Wright agregó que se avecinan muy buenos tiempos a medida que grandes inversiones fluyan hacia el país. Su viaje coincide además con el anuncio por separado de Chevron de sus planes para ampliar operaciones en la nación suramericana.
Detalles del acuerdo energético tras la captura de Maduro
Tras la operación militar estadounidense que derivó en la captura de Nicolás Maduro en enero, la administración Trump ha enfocado sus esfuerzos en reactivar la producción petrolera venezolana. La iniciativa contempla los siguientes puntos clave:
- Concesión a 100 años: La presidenta interina Delcy Rodríguez y el parlamento venezolano respaldaron la concesión otorgada a la firma privada North American Blue Energy Partners (NABEP).

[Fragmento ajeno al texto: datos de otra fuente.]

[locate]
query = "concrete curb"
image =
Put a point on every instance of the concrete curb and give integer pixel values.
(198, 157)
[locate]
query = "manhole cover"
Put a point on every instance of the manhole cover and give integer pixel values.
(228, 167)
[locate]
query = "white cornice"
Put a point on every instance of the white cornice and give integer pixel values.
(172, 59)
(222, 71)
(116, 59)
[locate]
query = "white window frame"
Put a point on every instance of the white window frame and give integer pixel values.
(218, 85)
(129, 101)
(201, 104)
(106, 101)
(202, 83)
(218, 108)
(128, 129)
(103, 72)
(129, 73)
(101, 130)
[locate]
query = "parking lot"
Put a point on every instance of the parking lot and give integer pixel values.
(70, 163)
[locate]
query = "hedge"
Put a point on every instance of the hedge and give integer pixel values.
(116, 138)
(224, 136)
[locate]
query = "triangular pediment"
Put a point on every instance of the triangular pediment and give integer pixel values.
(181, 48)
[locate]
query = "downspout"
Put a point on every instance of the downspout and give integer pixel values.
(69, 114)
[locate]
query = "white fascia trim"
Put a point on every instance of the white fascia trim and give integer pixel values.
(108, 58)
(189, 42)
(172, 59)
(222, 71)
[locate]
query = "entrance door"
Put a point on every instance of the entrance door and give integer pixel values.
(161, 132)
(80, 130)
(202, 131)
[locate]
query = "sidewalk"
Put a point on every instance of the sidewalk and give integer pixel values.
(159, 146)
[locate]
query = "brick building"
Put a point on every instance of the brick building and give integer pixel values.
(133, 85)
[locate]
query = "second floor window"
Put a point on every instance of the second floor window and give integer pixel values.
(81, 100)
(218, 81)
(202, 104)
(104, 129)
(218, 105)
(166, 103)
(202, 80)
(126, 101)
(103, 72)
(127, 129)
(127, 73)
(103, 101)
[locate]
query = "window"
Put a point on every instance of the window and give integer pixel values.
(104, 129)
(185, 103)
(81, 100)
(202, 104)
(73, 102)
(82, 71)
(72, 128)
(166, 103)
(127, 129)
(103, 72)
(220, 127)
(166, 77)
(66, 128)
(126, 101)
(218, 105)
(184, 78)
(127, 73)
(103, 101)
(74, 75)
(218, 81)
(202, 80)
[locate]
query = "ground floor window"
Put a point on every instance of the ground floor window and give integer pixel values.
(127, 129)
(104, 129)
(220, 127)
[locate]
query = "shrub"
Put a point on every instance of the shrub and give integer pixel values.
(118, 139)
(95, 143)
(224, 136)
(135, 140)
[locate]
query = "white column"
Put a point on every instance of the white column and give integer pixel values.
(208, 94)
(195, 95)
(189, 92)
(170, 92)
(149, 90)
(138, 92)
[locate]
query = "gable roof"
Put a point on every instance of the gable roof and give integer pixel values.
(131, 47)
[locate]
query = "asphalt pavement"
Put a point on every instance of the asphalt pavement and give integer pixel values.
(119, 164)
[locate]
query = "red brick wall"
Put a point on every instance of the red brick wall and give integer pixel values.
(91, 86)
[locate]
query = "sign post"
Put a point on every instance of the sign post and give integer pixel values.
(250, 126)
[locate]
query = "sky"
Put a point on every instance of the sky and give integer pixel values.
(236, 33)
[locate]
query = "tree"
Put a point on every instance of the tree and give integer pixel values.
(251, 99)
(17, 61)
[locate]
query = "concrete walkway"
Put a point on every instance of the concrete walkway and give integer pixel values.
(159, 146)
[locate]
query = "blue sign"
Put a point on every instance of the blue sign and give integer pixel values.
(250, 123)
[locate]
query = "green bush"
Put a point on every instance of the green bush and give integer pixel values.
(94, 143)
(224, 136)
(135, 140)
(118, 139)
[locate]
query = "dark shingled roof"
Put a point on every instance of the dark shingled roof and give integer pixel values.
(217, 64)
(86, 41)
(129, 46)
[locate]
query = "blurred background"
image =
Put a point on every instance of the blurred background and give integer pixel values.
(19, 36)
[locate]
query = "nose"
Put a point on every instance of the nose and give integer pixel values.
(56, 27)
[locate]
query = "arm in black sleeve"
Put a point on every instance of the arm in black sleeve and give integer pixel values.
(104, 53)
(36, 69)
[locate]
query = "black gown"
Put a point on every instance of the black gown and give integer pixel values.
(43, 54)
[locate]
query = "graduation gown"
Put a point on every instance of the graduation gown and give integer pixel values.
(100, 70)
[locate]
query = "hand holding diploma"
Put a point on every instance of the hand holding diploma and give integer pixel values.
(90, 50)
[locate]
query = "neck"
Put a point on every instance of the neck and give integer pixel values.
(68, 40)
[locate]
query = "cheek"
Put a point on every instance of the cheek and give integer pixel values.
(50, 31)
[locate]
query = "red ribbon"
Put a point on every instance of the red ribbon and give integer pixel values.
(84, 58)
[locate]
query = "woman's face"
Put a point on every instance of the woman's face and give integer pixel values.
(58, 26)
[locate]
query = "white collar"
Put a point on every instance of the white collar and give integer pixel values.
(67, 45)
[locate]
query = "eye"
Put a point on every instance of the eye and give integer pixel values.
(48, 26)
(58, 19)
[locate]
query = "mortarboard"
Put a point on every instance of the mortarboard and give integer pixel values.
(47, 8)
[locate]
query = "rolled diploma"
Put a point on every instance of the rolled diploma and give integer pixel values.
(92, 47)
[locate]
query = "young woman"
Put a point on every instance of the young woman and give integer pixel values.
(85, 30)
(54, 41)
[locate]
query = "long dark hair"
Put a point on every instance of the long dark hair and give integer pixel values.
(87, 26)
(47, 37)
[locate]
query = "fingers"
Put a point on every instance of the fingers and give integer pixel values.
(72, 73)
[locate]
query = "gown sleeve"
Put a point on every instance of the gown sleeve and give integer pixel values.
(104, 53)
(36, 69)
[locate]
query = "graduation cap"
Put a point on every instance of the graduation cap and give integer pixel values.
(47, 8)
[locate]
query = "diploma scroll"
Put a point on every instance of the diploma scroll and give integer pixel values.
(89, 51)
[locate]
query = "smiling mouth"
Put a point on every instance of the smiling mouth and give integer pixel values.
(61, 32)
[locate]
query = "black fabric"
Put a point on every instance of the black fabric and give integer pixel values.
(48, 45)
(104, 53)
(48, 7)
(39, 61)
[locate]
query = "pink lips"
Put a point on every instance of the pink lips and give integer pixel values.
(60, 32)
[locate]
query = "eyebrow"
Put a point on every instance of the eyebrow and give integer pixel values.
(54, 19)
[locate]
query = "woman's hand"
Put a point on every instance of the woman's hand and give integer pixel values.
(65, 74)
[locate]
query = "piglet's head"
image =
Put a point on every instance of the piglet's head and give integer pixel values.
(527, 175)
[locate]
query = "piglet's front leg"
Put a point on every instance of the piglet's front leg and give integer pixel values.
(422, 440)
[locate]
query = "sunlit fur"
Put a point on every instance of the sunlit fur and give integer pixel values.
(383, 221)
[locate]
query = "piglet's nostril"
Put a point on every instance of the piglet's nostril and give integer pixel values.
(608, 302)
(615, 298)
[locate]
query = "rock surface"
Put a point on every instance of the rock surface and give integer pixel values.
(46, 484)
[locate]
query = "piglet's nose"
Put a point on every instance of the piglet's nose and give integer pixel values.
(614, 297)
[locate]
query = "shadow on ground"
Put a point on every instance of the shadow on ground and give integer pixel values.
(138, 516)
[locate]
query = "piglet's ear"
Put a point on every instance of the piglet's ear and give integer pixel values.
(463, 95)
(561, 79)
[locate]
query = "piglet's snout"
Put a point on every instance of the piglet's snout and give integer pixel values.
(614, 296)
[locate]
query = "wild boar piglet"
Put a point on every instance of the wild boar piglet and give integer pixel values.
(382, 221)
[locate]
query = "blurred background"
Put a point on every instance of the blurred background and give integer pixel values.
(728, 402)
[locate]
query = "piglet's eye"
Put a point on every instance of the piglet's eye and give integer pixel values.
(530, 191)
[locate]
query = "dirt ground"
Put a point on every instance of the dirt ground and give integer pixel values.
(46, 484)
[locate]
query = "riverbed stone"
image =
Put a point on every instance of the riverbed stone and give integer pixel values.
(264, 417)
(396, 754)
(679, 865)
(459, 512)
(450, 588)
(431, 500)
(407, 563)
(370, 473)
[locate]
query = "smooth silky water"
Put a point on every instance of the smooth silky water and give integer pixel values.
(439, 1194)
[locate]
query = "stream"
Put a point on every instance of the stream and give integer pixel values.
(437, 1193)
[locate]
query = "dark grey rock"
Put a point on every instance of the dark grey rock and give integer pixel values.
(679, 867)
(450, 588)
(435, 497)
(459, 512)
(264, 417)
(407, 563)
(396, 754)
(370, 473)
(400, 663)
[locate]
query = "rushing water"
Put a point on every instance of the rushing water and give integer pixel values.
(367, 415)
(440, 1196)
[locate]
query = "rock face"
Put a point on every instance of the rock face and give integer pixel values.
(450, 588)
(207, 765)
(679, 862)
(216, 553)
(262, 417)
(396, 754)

- Participación de EE. UU.: La Oficina de Capital Estratégico del Departamento de Guerra de EE. UU. asumirá una participación accionaria del 35% en la matriz de NABEP, sin costo para los contribuyentes estadounidenses.
- Expansión de Chevron: El acuerdo coincide con los planes de la petrolera estadounidense Chevron para ampliar sus operaciones en el país.
- Rol de Alejandro Betancourt: Pese a críticas por antiguas investigaciones europeas ya archivadas, el fundador de NABEP cuenta con el visto bueno de Washington. Esto ocurrió tras verificar que no enfrenta cargos legales en EE. UU.
Soberanía y transición económica El secretario de Estado, Marco Rubio, aclaró que la meta principal es estabilizar la economía venezolana y atraer inversión privada. Asimismo, fuentes oficiales de Washington sostienen que el pacto respeta la soberanía de los recursos nacionales. Además, sienta las bases para una futura transición democrática en la nación sudamericana.